I have 3 daughters who are 7, 5, and 3 years old. I didn't allow them to watch TV till a year ago when I was talked into babysitting a large plasma tv while the owner left the country for a few years. Then it didn't take much to hook it up. I watched it for maybe an hour in total over 6 months just to remind myself why I got rid of my own TV in the first place.
However during those months my daughters deteriorated. Without TV it was possible to engage them - the two older ones were interesting to speak with. The 7-year old used to pester me for math problems subtraction, addition, and multiplication and actually kept a journal since she was 6. The 5-year-old knew the ABC and counted to 100 as well as tried writing phrases.
That was before. After 6 months, they became much more confrontational and rude - behavior learned from children's shows that seem to feel it's critical that kids never question that their parents are stupid, useless, and an object of ridicule based on the cartoon 'storylines'.

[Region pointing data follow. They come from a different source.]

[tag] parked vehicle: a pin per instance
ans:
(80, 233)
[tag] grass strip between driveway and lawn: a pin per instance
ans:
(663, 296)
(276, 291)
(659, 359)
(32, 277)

They started imitating the cartoon characters, who taught them that learning is overrated, that cool people talk in broken slang, that there are no morals to govern one's behavior but - 'I want it, and I want it now, and I don't care about anything or anyone else'. On the 6-months anniversary of plugging it in, my 7 years old told me that reading is stupid and a waste of time. That night, the plasma had an unfortunate accident (sorry Mark).
The first 3 weeks without TV again, was like watching one of those shows where crackheads or dope fiends in rehab go through withdrawals. My girls didn't know what to do with themselves. Moody, tears, threats, first temper tantrum from the oldest. Now they partially recovered but the damage has been done.
Books are shunned now, 6 months later, as something stupid, and there are frequent reminiscence sessions where the girls sit and talk about how awesome a tv is and how wonderful the programs are that show you everything instead of having to make pictures in your head and read stuff.
----Advice: too late for me
TV is what they indoctrinate you to mold you into a happy little bot incapable of independent thinking and always hand in hand with the popular culture and whatever that clique happen to be supporting and opposing that week.
If you want to grow vegetables, programmed to look down at you, then agenda-driven TV is the way to go. My advice - throw it out. There is plenty of stuff on youtube and other sites.
Study-1
A 2010 study, University of London Institute of Education, [The consequences at age 7 of early childhood disadvantage in Northern Ireland and Great Britain], which used test results for 11,000 seven-year-olds tracked since birth (part of the Millennium Cohort Study).
Ref: http://www.ofmdfmni.gov.uk/the_consequences_at_age_7_of_early_childhood_disadvantage.pdf
"...watching fewer than three hours of TV a day (is) positively linked to the teacher assessment score." (p.19)
"...less than three hours of TV a day in the pre-school period are all linked with a positive trajectory in teacher assessment between the ages of 5-7" (p.20)
"Moderate TV viewing (between one and three hours daily) is linked to lower (social and behavioral) difficulties scores as compared to high levels of viewing (over three hours)..." (p.22)
(p.46)/(p.49) of the study are especially interest with the coefficients listings for various conditions affecting children of various races/neighborhoods/conditions at home/parenting styles. etc.. (including hours of tv viewing).
There is lots of good data here to go over, but its plain to see from the data on pp.46/49 that the less TV the better.
Study-2
A 2013 study by the same team as Study-1 above using the same Millennium Cohort sample - [Social Class and Inequalities in Early Cognitive Scores] - published in Journal of Sociology
Ref:
http://eprints.ioe.ac.uk/11611/ (docx download)
https://www.psychologytoday.com/blog/in-the-neighborhood/201306/is-television-the-key-academic-success (summary)
The study concluded that children of less educated mothers who watched 3 hours of TV each day were three months ahead of their peers (also with less educated mothers) who watched less than an hour of TV per day. Thus on average, children of less educated mothers benefit from watching television. For children with educated parents in stable homes, there is damage - physical health, mental health, progress, etc.